Proper patient selection is crucial in the elective setting, more to optimize potential outcomes rather than to avoid difficult surgery. Even in high-risk patients, repair has been shown to provide a significantly improved quality of life. But as stated before, the high-potential failure rate makes it imperative to identify and address modifiable risk factors preoperatively to provide a lasting and durable repair. These risk factors commonly include ascites, obesity, diabetes, chronic obstructive
pulmonary disease (COPD), and smoking. Every attempt should be made to intervene and to optimize comorbidity before surgery.
Patients with ascites are at particular risk of recurrence and wound complications, leading to poor outcomes. Ascites can lead not only to wound complications but also to subsequent bacterial peritonitis as well as significant morbidity and possible mortality. Medical evaluation is imperative, and therapy to manage the ascites is crucial to favorable outcomes.

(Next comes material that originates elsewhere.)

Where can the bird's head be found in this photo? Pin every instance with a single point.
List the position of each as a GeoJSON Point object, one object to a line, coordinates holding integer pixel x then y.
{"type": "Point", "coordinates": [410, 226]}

Obesity has been shown to be associated with increased wound-healing complications, as well as being a cause for recurrence. If asymptomatic, patients should be encouraged to lose weight through lifestyle modifications, including diet and exercise. Weight loss is not always possible because the abdominal wall defect can often make activity and exercise difficult or near impossible for patients. As such, potential benefits of repair, such as improved activities of daily living need to be balanced against potential weight-related complications. Diabetes is a frequent comorbidity that may exist in the obese patient and is also associated with significant wound-healing complications. Comorbidity risk may improve with weight loss and exercise, but medical evaluation should be performed to optimize glycemic control to limit possible complications.

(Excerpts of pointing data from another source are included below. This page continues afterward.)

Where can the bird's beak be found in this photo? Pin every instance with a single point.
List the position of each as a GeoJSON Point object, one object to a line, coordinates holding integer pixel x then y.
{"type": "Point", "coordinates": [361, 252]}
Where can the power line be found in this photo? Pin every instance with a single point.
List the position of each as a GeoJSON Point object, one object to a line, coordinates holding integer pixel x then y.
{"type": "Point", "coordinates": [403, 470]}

Smoking and the presence of COPD are risk factors affecting both healing and possible recurrence. Smoking cessation is very important because the vasoconstriction secondary to nicotine and other products of smoking can significantly impair wound healing. This caveat is especially true in patients undergoing component separation, where perforators to the skin flaps are disrupted and circulation can be compromised. The added insult of smoking greatly increases the chances for skin edge ischemia. COPD can increase the chances of recurrence because of the repetitive significant increases in intra-abdominal pressure with coughing.